И маленький Федя теперь стоял вторым,
Пошли на улицу, ходили строем, учились сдваивать ряды. Потом прыгали в парке через окоп, прошли вдоль линии обороны — когда-то в Старожилове ждали немцев.
— Это вот — форменное пулеметное гнездо! — показал военрук широкий окоп. — Кто мне скажет, как станковый пулемет называется?
— Максимка! Максимка! — закричали ребята.
— Верно. А ты чего руку тянешь?
Руку тянул Кук.
— Неправильно. Пулемет называется «М'aксим», потому что его сконструировал американец Хайрем М'aксим.
Военрук почернел.
— Ты бы вот что, как тебя? Подскажите…
— Пресняков! Кук! — закричали ребята.
— Ты бы, Пресняков, катился отсюда. Я ребятам военные тайны буду доверять. Кое-какие. А военные тайны не для твоих ушей.
Маленький Кук стоял тоненький-тоненький, и его ветром, как сухую былинку, покачивало. Он облизнул треснувшие на ветру, с кровяными корочками, губы и пошел. Прямой, хоть качал его ветер, но прямой. Пошел сначала куда глаза глядели, в парк, а потом повернул и пошел к школе.
Едва Кук вышел из дверей школы, ему кинули на голову половую тряпку и стали бить.
Федя с Яшкой вышли чуть раньше. Они оглянулись на шум и увидали: бьют Кука старшие, пятиклассники.
— Гады! — заорал Федя. — Гады! Цуру позову! Я всех знаю. Он вас всех убьет.
Ребята отскочили от Кука, забежали за угол. Из школы вышел Мартынов. Глянул через плечо на Кука и прошел мимо.
Николай Акиндинович сидел в конторе, неумело двигая костяшками на счетах. Было воскресенье, и Федя тоже сидел в конторе, срисовывал с книги через переводную бумагу танк.
— С бересклетом у нас чепуха получается, — вздохнул отец. — Килограммов сорок еще нужно для плана. А планы в военное время, сам понимаешь, необходимо перевыполнять.
Кусты бересклета всегда манили Федю своими загадочными плодами. В граненых нежно-розовых коробочках таился оранжевый огонь, а в нем черное блестящее зерно.

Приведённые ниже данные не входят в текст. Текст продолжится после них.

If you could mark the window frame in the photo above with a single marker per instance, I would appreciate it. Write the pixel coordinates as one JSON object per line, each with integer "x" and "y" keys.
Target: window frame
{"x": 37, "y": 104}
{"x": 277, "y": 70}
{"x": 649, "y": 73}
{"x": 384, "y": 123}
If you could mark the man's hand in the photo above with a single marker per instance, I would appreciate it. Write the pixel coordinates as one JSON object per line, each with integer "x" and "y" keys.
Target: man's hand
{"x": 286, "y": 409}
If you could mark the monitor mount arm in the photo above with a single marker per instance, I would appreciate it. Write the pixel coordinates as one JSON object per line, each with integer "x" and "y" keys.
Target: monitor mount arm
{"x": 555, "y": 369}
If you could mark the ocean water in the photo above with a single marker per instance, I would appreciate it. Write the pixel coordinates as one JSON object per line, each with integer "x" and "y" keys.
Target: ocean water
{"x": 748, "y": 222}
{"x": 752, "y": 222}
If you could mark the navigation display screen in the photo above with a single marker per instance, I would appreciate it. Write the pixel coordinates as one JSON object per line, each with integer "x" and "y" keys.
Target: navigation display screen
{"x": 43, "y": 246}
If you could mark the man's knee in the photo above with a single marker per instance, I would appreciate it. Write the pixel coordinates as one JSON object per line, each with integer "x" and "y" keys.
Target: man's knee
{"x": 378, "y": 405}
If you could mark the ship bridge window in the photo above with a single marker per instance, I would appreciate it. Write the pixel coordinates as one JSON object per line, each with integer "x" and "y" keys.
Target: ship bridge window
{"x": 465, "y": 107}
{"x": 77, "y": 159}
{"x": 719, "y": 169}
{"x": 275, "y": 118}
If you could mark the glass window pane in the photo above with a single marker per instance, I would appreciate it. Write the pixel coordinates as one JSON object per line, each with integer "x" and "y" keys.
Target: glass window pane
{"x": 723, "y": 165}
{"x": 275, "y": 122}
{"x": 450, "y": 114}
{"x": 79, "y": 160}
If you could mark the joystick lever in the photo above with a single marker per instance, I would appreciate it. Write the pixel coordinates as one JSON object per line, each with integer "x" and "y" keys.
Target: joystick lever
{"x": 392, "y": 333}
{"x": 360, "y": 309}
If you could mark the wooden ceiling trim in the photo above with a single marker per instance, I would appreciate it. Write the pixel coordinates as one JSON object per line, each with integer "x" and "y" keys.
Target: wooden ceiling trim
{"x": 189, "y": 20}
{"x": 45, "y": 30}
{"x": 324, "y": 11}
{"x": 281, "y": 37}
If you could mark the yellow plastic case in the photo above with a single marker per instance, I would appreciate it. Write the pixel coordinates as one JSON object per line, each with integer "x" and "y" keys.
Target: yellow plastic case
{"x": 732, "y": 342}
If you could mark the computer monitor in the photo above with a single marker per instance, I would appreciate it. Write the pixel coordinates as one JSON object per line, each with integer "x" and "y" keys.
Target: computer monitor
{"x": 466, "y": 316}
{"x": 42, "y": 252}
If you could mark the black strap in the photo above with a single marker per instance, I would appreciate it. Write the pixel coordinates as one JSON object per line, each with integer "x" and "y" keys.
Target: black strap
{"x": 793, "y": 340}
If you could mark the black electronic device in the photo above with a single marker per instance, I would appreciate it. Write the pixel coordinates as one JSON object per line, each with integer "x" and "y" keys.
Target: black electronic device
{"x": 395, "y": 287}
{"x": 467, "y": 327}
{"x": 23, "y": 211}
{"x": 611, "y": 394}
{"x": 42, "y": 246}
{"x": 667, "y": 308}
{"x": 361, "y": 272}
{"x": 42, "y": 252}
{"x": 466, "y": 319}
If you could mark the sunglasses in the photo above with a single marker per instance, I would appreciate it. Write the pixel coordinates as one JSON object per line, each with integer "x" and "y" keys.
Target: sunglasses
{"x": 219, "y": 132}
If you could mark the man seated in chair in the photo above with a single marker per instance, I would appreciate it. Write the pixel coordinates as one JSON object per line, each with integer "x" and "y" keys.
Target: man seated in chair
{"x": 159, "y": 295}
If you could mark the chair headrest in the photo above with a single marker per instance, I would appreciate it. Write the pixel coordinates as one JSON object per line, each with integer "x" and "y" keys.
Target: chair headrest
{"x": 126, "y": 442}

Федя жалел растения и редко вскрывал коробочки бересклета, но всякий раз, решившись поглядеть, что там внутри, замирал сердцем: а вдруг вместо зернышка явится ему Дюймовочка? Вместо черных зерен попадались белые, ярко-алые, но Дюймовочка так и не встретилась.
Федя знал, что бересклет — важное военное растение. Из коры его корней добывали гуттаперчу, которая заменяла каучук. «Драть» бересклет — это была самая тяжелая работа у лесников, но и самая дорогая.
— А знаешь, кто свой план выполнил, и даже вдвое? — спросил отец. — Настя Смирнова.
— Колина жена! — обрадовался и удивился Федя. — У нее же маленький сынок.
— Настя в лесники пошла. Решила Колю заменить, пока он домой вернется. По лесам ей ходить еще нельзя, вот она и занялась бересклетом. А на втором месте мать твоей одноклассницы.